IBM, HPE Hack Intended To Gain Access To Clients

Chinese Hackers Attacked IBM, HPE and Others

Chinese hackers gained access to clients of huge American corporations, according to a report from Reuters.

The hackers, working for China’s Ministry of State Security, broke into the networks of Hewlett Packard Enterprise (HPE) Company and IBM, among other unnamed companies. Once they had access to those companies, the hackers went after the clients. Reuters cited five anonymous sources that were familiar with the attacks.

The hacks are part of a larger Chinese campaign named Cloudhopper, which cybersecurity firms and governments have been warning about since at least 2017.

The hackers used a unique method to gain access. Most large companies use what are called managed service providers (MSPs) to handle the day-to-day operations of certain technological functions of a company, like information technology and networking, servers, storage and help-desk services. The Cloudhopper campaign targeted MSPs to get access to companies’ client lists and steal secrets from them, according to a U.S. indictment of two Chinese individuals unsealed on Thursday (Dec. 20).

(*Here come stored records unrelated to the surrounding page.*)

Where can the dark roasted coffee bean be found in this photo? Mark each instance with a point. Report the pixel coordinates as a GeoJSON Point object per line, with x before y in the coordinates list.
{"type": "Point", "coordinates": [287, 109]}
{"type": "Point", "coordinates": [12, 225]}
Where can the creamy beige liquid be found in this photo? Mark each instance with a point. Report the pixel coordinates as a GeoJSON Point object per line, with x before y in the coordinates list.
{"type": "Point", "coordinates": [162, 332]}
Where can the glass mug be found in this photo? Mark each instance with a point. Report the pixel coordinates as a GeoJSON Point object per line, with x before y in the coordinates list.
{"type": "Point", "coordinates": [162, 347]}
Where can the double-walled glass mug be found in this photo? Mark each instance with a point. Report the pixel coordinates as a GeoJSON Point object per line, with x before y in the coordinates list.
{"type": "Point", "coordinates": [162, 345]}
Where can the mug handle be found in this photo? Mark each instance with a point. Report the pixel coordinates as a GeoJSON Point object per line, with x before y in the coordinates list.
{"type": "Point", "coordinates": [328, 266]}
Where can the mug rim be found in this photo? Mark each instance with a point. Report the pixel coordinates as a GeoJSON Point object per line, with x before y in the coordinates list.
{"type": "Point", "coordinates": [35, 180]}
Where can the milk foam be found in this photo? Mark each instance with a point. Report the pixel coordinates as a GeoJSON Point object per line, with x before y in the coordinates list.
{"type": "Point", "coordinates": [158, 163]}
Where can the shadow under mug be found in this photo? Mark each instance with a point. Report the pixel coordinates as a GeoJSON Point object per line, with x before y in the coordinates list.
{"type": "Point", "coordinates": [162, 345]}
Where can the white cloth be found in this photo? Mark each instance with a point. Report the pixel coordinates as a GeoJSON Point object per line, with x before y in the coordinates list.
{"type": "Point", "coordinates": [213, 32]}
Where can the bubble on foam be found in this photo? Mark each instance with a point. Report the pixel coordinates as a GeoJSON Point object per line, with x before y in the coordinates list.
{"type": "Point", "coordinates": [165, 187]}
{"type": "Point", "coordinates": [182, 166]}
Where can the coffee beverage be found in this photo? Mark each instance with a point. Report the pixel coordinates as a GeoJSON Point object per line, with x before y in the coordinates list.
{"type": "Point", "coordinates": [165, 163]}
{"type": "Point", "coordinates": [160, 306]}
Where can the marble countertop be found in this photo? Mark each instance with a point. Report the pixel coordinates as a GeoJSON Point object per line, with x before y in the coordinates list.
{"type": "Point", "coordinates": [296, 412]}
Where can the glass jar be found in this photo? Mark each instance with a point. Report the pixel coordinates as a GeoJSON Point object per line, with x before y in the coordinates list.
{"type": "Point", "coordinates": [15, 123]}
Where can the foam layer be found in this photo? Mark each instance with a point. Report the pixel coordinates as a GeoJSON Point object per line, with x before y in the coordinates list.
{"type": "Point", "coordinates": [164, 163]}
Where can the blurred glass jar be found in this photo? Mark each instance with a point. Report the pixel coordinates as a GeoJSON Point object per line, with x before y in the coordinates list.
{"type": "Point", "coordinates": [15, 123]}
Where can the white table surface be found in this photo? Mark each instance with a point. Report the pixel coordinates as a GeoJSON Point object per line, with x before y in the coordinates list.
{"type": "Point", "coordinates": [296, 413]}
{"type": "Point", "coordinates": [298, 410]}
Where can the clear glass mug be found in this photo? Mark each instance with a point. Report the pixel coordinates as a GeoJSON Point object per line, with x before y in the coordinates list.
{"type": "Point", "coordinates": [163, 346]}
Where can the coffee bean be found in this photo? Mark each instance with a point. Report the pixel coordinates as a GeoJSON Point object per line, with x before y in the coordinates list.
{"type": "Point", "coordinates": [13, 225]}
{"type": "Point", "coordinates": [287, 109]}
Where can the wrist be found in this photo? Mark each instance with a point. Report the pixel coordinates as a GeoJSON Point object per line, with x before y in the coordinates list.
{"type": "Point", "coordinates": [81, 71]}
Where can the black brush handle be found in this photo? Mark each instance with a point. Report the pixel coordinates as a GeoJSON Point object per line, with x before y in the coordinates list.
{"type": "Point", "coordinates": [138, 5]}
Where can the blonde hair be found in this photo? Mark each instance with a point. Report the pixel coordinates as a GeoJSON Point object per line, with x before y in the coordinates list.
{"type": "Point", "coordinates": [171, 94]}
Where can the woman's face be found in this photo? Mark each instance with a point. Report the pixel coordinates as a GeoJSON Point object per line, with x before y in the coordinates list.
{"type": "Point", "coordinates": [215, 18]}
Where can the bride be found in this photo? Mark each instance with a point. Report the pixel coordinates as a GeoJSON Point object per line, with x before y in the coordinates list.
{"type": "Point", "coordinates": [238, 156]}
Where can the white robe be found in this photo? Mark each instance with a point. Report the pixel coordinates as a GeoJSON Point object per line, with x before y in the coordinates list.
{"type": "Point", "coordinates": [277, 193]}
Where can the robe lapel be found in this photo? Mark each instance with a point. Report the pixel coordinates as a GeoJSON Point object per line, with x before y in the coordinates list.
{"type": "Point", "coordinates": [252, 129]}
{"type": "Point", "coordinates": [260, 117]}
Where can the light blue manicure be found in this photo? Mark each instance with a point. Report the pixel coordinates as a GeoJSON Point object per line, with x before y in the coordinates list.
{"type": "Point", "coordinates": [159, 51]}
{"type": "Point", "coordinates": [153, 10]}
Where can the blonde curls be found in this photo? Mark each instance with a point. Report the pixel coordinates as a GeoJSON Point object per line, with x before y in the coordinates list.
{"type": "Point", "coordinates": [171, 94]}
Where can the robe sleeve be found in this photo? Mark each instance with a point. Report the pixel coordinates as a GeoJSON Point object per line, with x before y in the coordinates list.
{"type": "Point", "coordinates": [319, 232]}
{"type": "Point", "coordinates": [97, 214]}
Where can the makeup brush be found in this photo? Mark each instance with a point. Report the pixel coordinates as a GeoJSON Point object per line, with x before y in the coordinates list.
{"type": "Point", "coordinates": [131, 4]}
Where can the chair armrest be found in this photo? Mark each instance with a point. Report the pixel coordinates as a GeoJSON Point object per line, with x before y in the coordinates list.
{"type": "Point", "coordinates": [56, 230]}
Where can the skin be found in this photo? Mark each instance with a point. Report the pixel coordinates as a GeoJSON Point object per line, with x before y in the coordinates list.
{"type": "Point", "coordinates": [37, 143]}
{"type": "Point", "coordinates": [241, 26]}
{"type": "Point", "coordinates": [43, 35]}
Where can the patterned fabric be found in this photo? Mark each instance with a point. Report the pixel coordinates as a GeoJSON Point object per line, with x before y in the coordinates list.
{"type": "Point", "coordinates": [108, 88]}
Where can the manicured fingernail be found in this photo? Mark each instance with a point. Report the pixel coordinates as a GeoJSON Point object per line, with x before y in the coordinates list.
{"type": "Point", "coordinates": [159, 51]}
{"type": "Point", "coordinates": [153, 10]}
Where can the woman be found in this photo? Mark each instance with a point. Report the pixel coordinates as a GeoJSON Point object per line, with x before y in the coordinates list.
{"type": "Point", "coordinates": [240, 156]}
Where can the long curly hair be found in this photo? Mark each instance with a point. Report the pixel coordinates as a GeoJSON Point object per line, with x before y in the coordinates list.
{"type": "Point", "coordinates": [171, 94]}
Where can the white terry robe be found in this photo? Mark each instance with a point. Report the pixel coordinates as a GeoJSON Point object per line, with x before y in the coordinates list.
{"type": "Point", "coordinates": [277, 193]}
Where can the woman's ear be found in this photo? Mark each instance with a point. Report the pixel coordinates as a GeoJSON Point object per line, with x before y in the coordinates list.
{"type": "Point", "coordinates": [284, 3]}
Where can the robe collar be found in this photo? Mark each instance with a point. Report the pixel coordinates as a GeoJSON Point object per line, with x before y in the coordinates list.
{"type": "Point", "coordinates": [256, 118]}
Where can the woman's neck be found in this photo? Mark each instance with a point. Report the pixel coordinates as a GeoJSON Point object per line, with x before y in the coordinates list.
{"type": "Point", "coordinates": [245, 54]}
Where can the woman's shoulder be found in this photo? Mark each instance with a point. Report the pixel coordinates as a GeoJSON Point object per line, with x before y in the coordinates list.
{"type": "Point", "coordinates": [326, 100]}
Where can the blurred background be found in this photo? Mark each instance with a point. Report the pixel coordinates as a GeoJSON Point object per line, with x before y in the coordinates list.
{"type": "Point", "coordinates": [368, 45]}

In a statement, IBM said it takes its customers’ data seriously. “IBM has taken extensive counter measures worldwide as part of its continuous efforts to protect itself and its clients against constantly evolving threats,” the company said. “We take responsible stewardship of client data very seriously and have no evidence that sensitive IBM or client data has been compromised.”

HPE commented that it had outsourced its MSP business in a 2017 partnership with a company called Computer Sciences Corp. and formed a new company called DXC Technology.

“The security of HPE customer data is our top priority,” HPE said. “We are unable to comment on the specific details described in the indictment, but HPE’s managed services provider business moved to DXC Technology in connection with HPE’s divestiture of its enterprise services business in 2017.”

Some of the data breaches lasted for months, according to sources. A senior intelligence official who spoke to Reuters said the technique of going after the MSPs was especially effective.

“By gaining access to an MSP, you can in many cases gain access to any one of their customers,” the official said. “Call it the Walmart approach: If I needed to get 30 different items for my shopping list, I could go to 15 different stores or I could go to the one that has everything.”